Louisville, Ky.-based Humana announced Sept. 23 that it will buy MD Care for an undisclosed sum.

MD Care has about 15,000 members in Los Angeles, San Bernardino, Orange and Riverside counties. It sells plans that feature no-cost premiums and no co-pays, and touts its commitment to preventive care for its members. MD Care's revenue in 2010 was $155 million.

"As Humana continues growing its Medicare business in the western U.S., MD Care offers an opportunity to expand our Medicare footprint and the suite of products and services we offer in California," Thomas J. Liston, senior vice president of senior products at Humana, said in a news release announcing the deal.

Humana just completed a similar purchase with its acquisition of Oakland, Calif.-based Arcadian Management Services, a Medicare Advantage plan with 64,000 members in 15 states.

Humana has been trying to boost its membership to increase income.

"Membership growth is now one of the key drivers of earnings and cash flow growth in the company, because of that margin we try to remain constant around -- the 5% operating pre-tax," Jim Bloem, chief financial officer and executive vice president at Humana, said June 9 during an investor conference.

Humana is not alone in trying to increase its Medicare Advantage business.
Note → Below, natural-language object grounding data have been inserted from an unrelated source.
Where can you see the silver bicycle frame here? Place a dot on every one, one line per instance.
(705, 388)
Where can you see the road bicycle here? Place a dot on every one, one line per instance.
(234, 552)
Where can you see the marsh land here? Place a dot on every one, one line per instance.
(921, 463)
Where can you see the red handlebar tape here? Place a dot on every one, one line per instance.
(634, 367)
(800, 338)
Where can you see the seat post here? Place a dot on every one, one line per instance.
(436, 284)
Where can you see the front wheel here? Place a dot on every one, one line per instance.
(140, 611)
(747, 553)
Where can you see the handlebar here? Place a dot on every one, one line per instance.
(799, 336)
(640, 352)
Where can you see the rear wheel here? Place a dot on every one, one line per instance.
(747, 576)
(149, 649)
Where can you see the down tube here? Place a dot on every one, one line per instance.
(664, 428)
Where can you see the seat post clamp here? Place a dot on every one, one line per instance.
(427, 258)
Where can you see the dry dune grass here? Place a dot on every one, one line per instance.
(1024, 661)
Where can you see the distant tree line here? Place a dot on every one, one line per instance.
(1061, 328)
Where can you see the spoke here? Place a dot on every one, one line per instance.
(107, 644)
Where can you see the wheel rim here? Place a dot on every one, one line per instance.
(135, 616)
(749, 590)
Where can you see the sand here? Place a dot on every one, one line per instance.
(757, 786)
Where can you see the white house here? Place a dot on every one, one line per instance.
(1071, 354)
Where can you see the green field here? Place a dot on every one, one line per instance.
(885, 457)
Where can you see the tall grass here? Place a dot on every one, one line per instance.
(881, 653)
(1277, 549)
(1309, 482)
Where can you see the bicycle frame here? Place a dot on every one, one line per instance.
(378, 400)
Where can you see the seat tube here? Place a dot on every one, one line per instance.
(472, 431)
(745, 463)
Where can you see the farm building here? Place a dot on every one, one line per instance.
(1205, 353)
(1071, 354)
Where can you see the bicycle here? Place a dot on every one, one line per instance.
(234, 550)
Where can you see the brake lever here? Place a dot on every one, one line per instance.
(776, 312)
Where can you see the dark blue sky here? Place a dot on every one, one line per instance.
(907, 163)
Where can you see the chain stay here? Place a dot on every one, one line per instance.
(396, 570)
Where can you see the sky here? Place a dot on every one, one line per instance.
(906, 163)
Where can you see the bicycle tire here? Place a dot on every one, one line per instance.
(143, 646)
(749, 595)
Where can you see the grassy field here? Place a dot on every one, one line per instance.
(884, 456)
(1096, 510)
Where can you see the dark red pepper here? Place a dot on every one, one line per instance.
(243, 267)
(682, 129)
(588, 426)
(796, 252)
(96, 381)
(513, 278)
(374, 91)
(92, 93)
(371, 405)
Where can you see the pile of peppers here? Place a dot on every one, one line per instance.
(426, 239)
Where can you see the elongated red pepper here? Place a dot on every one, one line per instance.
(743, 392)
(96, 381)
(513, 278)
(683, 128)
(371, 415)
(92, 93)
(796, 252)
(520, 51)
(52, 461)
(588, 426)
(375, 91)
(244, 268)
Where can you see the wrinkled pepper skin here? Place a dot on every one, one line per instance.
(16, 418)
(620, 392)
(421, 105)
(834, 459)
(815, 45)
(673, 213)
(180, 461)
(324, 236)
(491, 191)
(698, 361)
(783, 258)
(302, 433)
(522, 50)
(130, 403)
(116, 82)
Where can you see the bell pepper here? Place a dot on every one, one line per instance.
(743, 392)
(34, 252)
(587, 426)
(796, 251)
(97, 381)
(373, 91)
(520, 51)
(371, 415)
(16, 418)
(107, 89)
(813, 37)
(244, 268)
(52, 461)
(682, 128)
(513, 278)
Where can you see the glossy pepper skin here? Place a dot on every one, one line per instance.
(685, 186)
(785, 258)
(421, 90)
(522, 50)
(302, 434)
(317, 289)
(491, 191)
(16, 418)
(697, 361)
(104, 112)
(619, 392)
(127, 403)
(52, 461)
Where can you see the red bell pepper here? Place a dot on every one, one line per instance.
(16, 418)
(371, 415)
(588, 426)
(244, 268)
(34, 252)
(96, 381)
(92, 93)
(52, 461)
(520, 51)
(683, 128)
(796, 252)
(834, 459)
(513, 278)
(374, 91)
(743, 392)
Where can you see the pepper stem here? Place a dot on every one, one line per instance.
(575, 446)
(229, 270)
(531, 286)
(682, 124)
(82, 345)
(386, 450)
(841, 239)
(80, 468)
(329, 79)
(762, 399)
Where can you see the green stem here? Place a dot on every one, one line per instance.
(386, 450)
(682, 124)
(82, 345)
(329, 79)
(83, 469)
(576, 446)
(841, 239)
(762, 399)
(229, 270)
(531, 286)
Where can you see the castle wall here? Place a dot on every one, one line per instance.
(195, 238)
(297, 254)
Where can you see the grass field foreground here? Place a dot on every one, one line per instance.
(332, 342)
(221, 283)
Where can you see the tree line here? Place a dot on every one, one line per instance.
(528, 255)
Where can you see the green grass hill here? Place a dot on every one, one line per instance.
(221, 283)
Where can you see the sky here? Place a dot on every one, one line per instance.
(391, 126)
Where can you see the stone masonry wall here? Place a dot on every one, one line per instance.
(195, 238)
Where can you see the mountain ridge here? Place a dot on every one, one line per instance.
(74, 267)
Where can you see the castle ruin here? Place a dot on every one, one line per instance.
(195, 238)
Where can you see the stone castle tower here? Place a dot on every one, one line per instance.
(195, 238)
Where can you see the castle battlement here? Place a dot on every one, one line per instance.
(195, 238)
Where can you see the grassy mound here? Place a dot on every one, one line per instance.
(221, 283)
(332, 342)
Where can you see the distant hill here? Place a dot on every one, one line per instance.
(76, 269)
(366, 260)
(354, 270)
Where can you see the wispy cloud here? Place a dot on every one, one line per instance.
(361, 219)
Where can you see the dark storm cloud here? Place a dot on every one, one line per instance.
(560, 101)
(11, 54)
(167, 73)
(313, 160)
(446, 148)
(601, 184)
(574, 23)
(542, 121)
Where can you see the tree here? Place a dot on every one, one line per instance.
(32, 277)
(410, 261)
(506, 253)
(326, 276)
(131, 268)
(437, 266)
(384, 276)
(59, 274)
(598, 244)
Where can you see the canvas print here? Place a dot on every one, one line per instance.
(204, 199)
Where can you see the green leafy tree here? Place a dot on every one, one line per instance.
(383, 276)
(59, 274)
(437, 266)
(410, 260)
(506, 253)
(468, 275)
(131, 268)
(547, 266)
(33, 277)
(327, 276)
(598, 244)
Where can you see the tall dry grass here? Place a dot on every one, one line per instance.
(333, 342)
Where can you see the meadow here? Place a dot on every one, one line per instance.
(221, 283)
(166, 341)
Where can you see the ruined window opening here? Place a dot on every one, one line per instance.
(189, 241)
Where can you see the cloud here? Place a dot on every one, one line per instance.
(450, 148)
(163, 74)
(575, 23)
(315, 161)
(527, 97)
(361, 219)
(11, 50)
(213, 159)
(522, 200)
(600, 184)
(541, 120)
WellPoint bought CareMore, a Cerritos, Calif.-based Medicare Advantage plan in June, reportedly spending $800 million on the acquisition.

Analysts believe smaller Medicare Advantage plans may be trying to avoid the struggle of eking out a reliable profit margin with shrinking payments.

The Patient Protection and Affordable Care Act sets out a decrease in payments to Medicare Advantage plans to more closely align them with what Medicare spends on enrollees in the traditional fee-for-service plan.

However, the reform law also calls for financial bonuses for high-performing Medicare Advantage plans. The plans will have to hit a minimum 85% medical-loss ratio beginning in 2014, meaning they may spend only 15% of premiums on administrative costs and profit.